Das Grundrezept aller erfolgreichen Formen

Doch selbst eine so nüchterne Frau wie die Berliner Senatsbaudirektorin Regula Lüscher behauptet, dass man Wohnhochhäuser auch für niedrigere Einkommen errichten könne. Die Statistik spricht dagegen. Dieser Bautyp war sogar für mittlere Einkommen in den westlich-kapitalistischen Staaten Europas nur zu jenen Zeiten erschwinglich, als das Ideal des egalitären Wohlfahrtsstaats Politik und Gesellschaftsplanung beherrschte.

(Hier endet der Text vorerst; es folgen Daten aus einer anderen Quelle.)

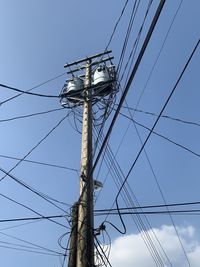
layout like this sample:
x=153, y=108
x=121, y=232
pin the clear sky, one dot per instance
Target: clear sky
x=37, y=39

Seit dem Zweiten Weltkrieg also und bis etwa 1980, bis zur neoliberalen Revolution Ronald Reagans und Margaret Thatchers, war man breit, diese Sonderform mitzufinanzieren. Damals wurde auch bereits klar, in den aus einzelnen Türmen, Appartementblocks und Reihenhäusern komponierten Vierteln Großbritanniens, Skandinaviens und der Niederlande, in den Wohngebirgen der alten Bundesrepublik und Frankreichs: Das Grundrezept aller erfolgreichen Formen des dicht gepackten Wohnens ist, dass in ihnen nicht nur gewohnt werden darf.

Eine sehr teure Bauform

Es müssen auch kleine Geschäfte, Restaurants, Sozialräume, Kindergärten und Schulen angeboten werden. Und, ganz wichtig: Die sozialen, ökonomischen und kulturellen Unterschiede zwischen den Bewohnern sollten nicht zu groß sein oder ihr Zusammenleben muss systematisch von Eigentümern oder dem Staat etwa per Sozialhelfern moderiert werden.

Es ist also eine sehr teure Bauform, und sie dient nur Randgruppen. Warum soll sie die breite Gesellschaft mit ihren begrenzten Mitteln überhaupt fördern, sei es durch billige Grundstücksverkäufe, Steuerabschreibungen, die Genehmigung immer höherer Grundstücksausnutzungen oder auch nur die in Berlin derzeit angelaufene intensive staatliche Vorplanungsarbeit bei der Suche nach Hochhausstandorten?

Baut bis zur Länge der Feuerleitern

Es ist billiger und auch sozialpolitisch, ökologisch und stadtgestalterisch effizienter, in der relativen Horizontalen zu bauen. Dass dabei in Marzahn andere Regeln gelten als in Wilmersdorf, ist selbstverständlich. Nur blinde Altstadtbild-Freaks wollen zwischen die Großbauten der DDR in Mitte niedliche Handtuchhäuschen stellen.

Wer aber an anderer Stelle hoch bauen will, muss das sehr gut begründen, mit einem Nachweis, was dieses Hochhaus Gutes für die Gesellschaft insgesamt leistet. Im Allgemeinen aber sollte gelten: Baut bis zur Länge der Feuerleitern, das genügt in aller Regel.